Population (2023-12-31)
- • Total: 2,098
- • Density: 183.9/km^{2} (476.2/sq mi)
- Time zone: UTC+01:00 (CET)
- • Summer (DST): UTC+02:00 (CEST)
- Postal codes: 78664
- Dialling codes: 07403
- Vehicle registration: RW
- Website: www.eschbronn.de

= Eschbronn =

German municipality

Eschbronn is a municipality in the district of Rottweil, in Baden-Württemberg, Germany.

==History and name==
The municipality of Eschbronn was created on 1 January 1972 by the merging of the towns of Locherhof and Mariazell as part of the 1968-75 Baden-Württemberg municipal reforms. A previous, unsuccessful attempt at a merger was attempted by the townships in 1939. For the 1972 merger, the equality of the townships was emphasized by the choosing of a new name, Eschbronn.

===Locherhof===
Locherhof was first mentioned in 1326 as "Affolterunbach", an apple orchard owned by the Imperial Abbey of Rottenmünster, in a legal dispute with another Rottenmünster's properties. The township was conferred in 1483 Hans Christlin von Büdingen, a local nobleman, but remained a property of the abbey. This document was the first to use the name "Locherhof" in reference to the town. Locherhof was divided into two properties, Upper and Lower Locherhof, in the mid-16th century. Both expanded dramatically in the 18th century, though the separation caused much commercial headache. In 1802-03, as a result of German mediatization, Rottenmünster was secularized and all its properties were awarded to the Electorate, later Kingdom, of Württemberg. Locherhof was assigned first to a local district based at Rottenmünster, but in 1806 became an independent municipality. On 26 April 1808, it was assigned to Oberamt Rottweil.

===Mariazell===
Mariazell was established by Reichenau Abbey around 1000, but was first mentioned in historical documents in the 1275 Cella Mariae tithe book. The town was devastated by local warfare in 1444 and that time was a possession of the Lordship of Schramberg, itself part of the Habsburg realm of Further Austria.

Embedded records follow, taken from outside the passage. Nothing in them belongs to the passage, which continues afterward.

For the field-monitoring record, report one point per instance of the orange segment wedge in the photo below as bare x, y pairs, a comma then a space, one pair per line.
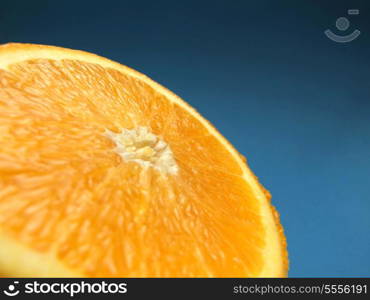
105, 173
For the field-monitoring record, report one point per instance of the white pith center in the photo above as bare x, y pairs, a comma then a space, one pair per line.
145, 148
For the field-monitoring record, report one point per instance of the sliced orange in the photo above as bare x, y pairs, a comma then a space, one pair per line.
104, 172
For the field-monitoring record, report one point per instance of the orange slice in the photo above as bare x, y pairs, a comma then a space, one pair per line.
104, 172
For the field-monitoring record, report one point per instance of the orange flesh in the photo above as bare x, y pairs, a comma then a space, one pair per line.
64, 190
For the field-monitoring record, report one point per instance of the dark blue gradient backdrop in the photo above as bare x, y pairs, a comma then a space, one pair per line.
291, 100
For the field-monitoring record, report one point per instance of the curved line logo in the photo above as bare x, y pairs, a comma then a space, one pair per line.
12, 291
342, 24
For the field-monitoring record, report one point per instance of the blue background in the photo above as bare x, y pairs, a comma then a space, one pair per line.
294, 102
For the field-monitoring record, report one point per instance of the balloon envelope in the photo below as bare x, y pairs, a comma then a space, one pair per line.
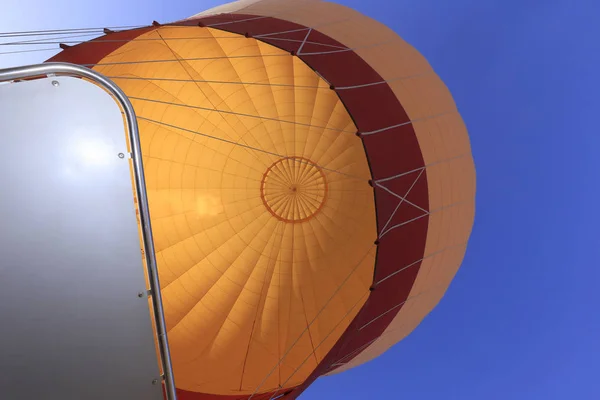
311, 188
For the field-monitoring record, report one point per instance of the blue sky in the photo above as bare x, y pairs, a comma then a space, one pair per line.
520, 321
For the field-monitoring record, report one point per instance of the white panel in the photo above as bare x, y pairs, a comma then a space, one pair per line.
71, 323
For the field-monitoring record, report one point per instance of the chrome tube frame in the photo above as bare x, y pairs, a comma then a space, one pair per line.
56, 69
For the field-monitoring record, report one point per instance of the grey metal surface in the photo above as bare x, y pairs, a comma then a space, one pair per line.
134, 140
71, 323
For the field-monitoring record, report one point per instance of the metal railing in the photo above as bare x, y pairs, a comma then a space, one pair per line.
66, 69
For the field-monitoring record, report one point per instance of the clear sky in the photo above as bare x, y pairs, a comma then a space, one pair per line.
521, 319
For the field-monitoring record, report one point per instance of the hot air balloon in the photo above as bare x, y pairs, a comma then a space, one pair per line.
310, 182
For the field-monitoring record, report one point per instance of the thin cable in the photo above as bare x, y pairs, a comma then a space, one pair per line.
58, 31
239, 114
42, 41
310, 324
281, 386
125, 40
28, 51
247, 146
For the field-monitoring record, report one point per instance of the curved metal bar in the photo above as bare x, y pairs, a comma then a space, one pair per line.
32, 71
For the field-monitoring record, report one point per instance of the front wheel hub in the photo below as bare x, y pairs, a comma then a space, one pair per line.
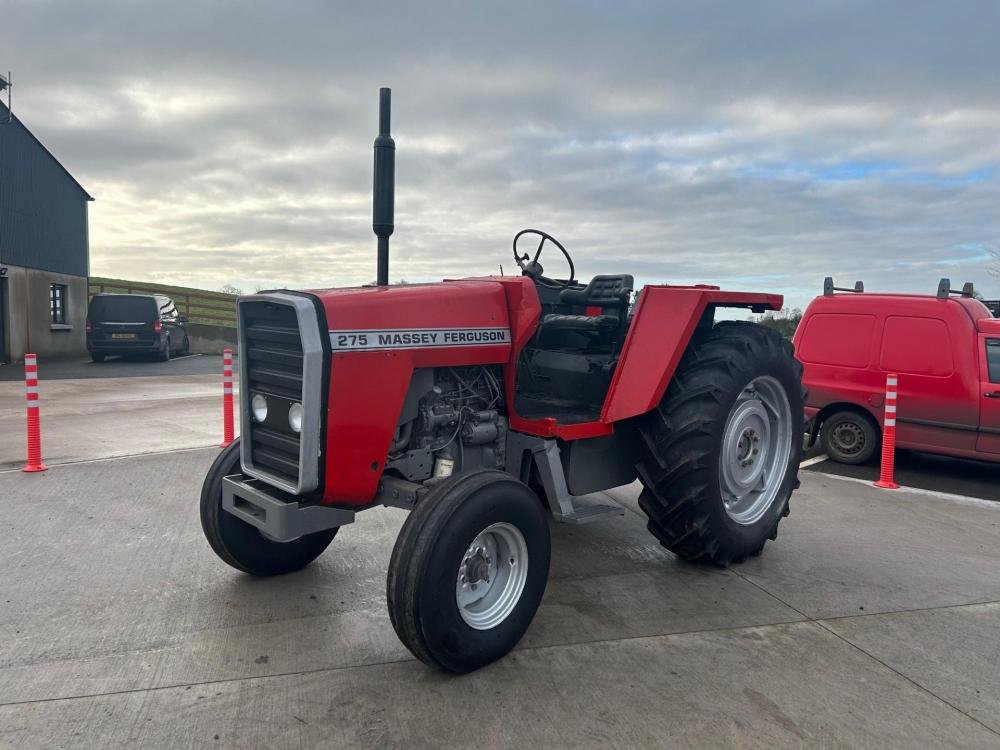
491, 576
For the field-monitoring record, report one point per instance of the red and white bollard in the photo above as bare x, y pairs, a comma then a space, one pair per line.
886, 480
227, 397
34, 425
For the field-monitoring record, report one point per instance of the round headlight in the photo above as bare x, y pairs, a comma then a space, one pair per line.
295, 417
259, 407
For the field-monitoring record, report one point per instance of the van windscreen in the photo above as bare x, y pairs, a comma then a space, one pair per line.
122, 309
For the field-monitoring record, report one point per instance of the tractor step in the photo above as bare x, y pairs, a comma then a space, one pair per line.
589, 513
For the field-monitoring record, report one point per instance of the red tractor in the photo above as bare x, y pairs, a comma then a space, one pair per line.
485, 406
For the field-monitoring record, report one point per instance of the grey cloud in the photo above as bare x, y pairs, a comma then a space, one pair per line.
759, 145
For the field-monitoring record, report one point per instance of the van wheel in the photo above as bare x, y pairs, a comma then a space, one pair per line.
849, 437
241, 545
719, 457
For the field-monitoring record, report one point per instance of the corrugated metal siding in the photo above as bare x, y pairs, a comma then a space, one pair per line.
43, 211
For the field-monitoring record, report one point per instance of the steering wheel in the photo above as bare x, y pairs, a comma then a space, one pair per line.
534, 269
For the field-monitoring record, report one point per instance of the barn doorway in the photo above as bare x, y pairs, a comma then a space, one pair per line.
3, 320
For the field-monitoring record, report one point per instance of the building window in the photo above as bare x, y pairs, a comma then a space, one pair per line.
57, 303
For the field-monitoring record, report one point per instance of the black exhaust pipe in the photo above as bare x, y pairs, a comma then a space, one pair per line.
385, 185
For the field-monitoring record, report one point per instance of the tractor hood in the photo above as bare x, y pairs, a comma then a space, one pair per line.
443, 314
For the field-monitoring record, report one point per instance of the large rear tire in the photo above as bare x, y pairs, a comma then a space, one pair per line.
468, 570
720, 455
241, 545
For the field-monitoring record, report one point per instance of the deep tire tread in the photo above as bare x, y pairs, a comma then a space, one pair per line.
679, 441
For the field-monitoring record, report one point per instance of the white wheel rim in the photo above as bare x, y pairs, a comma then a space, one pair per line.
491, 576
756, 447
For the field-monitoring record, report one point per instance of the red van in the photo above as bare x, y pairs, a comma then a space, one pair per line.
946, 350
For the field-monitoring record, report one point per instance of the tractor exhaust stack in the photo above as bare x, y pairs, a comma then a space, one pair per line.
385, 185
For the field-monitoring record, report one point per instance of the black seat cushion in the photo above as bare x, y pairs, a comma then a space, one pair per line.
592, 323
602, 291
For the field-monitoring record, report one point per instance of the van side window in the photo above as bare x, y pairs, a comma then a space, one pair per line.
993, 359
840, 339
916, 346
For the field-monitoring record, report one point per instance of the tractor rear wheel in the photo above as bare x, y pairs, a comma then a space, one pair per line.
468, 570
241, 545
720, 455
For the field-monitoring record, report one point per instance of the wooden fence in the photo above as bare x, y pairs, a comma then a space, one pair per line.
200, 306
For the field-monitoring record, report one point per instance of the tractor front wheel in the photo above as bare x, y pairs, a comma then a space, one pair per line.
468, 570
720, 455
241, 545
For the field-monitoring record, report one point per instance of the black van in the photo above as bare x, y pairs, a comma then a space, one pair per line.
135, 323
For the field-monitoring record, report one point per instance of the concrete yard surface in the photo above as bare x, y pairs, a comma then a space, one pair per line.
873, 620
88, 418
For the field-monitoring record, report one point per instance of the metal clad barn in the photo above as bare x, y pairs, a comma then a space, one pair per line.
44, 248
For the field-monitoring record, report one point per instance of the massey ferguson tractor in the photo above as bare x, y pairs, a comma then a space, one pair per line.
487, 406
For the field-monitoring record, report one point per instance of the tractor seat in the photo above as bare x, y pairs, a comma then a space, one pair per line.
602, 291
592, 323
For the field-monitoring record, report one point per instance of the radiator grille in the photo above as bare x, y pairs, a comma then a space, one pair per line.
272, 348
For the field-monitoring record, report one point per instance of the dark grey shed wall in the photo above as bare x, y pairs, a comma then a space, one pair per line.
43, 210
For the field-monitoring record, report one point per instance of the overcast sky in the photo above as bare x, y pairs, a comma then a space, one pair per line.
759, 145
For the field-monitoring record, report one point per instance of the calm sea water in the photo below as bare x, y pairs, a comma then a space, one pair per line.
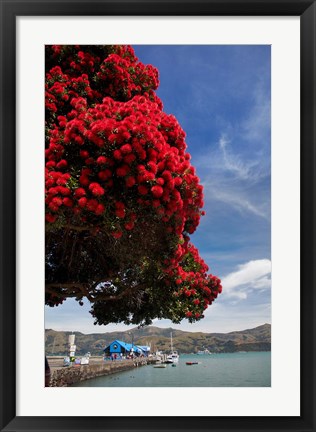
251, 369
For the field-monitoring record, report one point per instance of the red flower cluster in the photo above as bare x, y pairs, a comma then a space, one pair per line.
112, 154
193, 287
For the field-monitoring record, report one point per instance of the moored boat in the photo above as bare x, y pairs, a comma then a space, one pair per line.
173, 357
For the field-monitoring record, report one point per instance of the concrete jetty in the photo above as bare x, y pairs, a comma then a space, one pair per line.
66, 376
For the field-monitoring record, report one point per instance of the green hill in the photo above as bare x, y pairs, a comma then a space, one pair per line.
256, 339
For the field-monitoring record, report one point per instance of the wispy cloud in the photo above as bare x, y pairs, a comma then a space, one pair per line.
253, 275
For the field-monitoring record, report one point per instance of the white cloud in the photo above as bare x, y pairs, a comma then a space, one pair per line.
232, 162
253, 275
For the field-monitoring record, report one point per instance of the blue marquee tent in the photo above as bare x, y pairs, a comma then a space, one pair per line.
120, 347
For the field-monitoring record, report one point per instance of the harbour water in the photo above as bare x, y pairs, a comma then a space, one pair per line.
241, 369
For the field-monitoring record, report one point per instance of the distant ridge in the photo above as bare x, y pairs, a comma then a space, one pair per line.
255, 339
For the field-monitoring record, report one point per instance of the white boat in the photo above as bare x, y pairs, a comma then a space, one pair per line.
173, 357
205, 351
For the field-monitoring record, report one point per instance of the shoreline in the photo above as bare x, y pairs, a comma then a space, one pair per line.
62, 376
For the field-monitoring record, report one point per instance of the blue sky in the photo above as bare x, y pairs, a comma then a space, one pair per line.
221, 98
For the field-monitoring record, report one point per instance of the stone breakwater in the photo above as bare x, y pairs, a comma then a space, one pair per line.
66, 376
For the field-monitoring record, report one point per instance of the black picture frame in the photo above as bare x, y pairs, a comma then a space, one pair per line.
10, 9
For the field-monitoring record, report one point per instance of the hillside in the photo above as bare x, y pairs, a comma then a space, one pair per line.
256, 339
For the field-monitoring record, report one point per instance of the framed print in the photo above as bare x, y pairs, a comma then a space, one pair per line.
273, 44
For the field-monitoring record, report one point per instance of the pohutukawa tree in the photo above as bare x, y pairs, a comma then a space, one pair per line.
122, 197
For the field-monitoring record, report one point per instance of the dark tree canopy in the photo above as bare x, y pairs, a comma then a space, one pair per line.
122, 197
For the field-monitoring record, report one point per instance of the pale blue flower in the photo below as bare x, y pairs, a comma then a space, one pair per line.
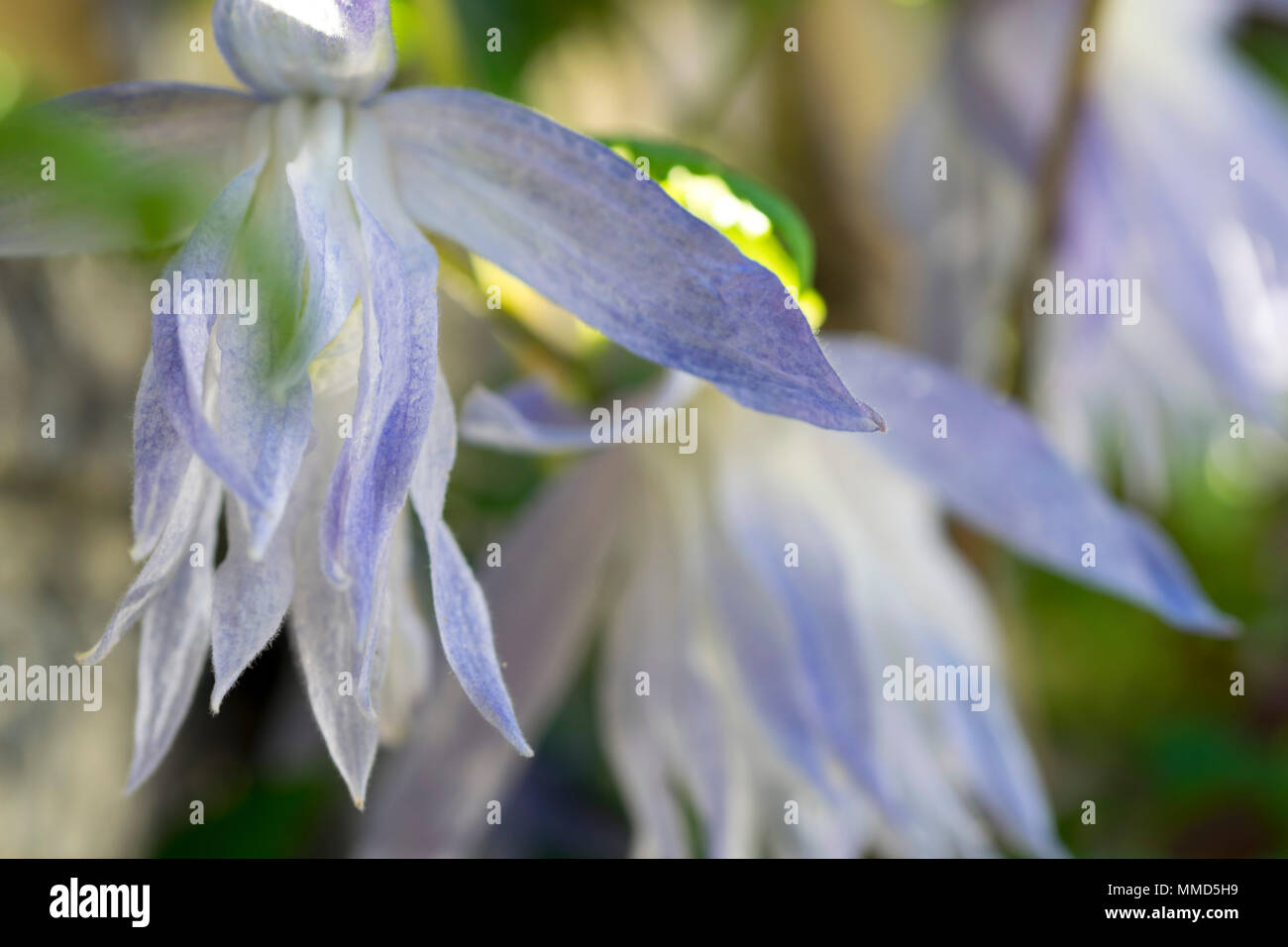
765, 678
317, 525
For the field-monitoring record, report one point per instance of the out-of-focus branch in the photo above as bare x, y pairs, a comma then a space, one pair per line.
1048, 200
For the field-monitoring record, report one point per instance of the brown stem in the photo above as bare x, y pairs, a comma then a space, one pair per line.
1052, 172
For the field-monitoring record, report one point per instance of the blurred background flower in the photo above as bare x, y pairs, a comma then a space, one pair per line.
1119, 707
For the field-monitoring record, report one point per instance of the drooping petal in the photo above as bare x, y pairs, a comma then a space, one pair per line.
322, 626
252, 596
172, 650
995, 470
465, 630
544, 596
395, 393
572, 219
326, 48
410, 641
523, 420
265, 418
528, 419
196, 492
160, 459
180, 338
464, 624
327, 226
185, 142
764, 521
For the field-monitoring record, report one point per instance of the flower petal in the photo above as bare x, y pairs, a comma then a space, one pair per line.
464, 624
465, 630
266, 419
180, 339
160, 459
326, 48
322, 628
763, 519
197, 491
395, 394
996, 471
523, 419
542, 599
180, 141
172, 652
528, 419
326, 221
410, 641
571, 218
252, 596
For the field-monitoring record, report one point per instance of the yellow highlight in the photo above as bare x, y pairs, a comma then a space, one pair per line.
707, 197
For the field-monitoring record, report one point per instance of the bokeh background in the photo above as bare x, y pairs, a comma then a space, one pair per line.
1117, 706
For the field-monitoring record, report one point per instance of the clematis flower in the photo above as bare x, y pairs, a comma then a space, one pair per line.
318, 184
764, 583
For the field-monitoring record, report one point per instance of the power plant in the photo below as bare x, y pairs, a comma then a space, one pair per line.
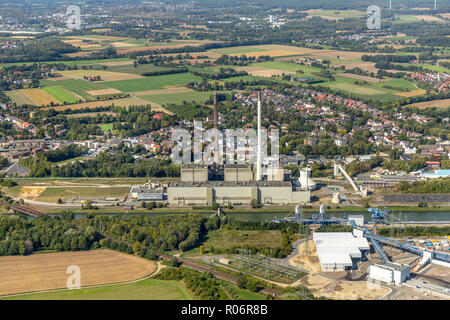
239, 183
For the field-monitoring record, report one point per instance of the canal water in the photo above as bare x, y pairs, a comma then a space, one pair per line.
267, 216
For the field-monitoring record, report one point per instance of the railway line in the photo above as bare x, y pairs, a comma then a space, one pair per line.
24, 209
430, 287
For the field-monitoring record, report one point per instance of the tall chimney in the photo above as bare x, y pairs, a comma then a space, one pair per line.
259, 147
216, 122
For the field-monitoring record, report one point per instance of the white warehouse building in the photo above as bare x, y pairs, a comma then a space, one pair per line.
338, 251
390, 272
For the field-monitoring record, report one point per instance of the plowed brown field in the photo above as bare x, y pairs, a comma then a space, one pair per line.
39, 272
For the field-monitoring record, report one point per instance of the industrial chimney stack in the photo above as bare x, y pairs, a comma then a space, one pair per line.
259, 147
216, 123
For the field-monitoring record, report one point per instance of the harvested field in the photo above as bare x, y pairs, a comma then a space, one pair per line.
103, 92
19, 97
335, 14
39, 97
61, 94
367, 66
116, 63
360, 77
262, 71
97, 37
90, 114
105, 75
161, 91
79, 53
123, 102
157, 47
445, 103
272, 53
148, 289
119, 44
154, 82
412, 93
429, 18
39, 272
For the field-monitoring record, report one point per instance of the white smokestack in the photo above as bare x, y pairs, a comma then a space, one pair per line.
259, 148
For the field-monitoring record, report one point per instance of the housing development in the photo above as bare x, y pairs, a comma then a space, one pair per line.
200, 150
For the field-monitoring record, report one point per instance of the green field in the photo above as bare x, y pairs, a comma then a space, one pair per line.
106, 126
239, 50
178, 98
342, 14
149, 289
79, 87
52, 194
234, 238
371, 90
71, 63
61, 94
139, 69
153, 83
280, 65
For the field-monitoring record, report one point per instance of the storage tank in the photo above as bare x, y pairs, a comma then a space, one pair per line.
305, 180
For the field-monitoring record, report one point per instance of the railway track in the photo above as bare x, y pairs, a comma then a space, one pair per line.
217, 274
27, 210
430, 287
202, 268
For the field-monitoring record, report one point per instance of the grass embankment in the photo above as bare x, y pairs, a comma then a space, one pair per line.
149, 289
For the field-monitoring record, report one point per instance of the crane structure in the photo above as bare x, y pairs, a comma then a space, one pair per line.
358, 189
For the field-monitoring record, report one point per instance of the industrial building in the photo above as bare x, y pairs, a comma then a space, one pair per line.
238, 183
143, 193
339, 251
233, 184
390, 272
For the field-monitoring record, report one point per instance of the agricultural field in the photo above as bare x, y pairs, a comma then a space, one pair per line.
148, 289
53, 193
40, 272
335, 14
444, 103
188, 96
36, 97
105, 75
76, 86
416, 18
153, 83
272, 50
106, 126
138, 70
122, 102
61, 94
376, 90
236, 238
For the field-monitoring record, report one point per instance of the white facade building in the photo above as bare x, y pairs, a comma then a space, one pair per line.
390, 272
338, 251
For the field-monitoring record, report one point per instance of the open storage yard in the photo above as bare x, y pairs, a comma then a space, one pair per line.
40, 272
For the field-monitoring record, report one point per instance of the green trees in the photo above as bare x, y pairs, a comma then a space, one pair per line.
21, 236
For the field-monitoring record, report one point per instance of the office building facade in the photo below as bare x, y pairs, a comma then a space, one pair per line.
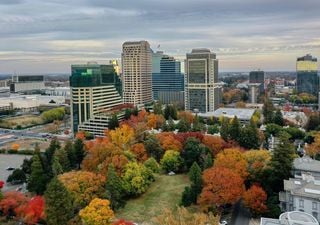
201, 92
167, 80
307, 75
137, 73
95, 91
257, 77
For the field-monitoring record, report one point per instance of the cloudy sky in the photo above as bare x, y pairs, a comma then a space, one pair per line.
46, 36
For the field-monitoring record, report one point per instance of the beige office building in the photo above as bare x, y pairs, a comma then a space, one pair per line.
137, 73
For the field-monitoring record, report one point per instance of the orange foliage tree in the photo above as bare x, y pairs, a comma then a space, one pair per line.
234, 160
221, 186
169, 142
84, 186
255, 199
139, 151
214, 143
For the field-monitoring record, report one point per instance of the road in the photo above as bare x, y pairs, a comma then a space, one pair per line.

Mariazell also became a possession of the Kingdom of Württemberg in 1806. It was assigned on 27 October 1810 to Oberamt Oberndorf. Until 1839, the present-day municipality of Hardt was a borough of Mariazell.

==Geography==
The municipality (Gemeinde) of Eschbronn covers 11.41 km2 of the district of Rottweil, of the German state of Baden-Württemberg. Eschonbronn is physically located at the edge of the Central Black Forest and the Upper Gäu. Elevation above sea level in the municipal area has a range of about 100 m, with a high of 772 m Normalnull (NN) near Mariazell and a low of 670 m NN at the Teufenbach on the border with Dunningen.

==Politics==
Eschbronn has two boroughs (Ortsteile): Locherhof and Marizell.

===Coat of arms===
Eschbronn's municipal coat of arms displays ash tree branch with seven leaves, in green above a blue, invected line, and upon a field of white. This pattern mainly refers to the etymology of "Eschbronn". It was awarded with a municipal flag by the Rottweil district office in 1990.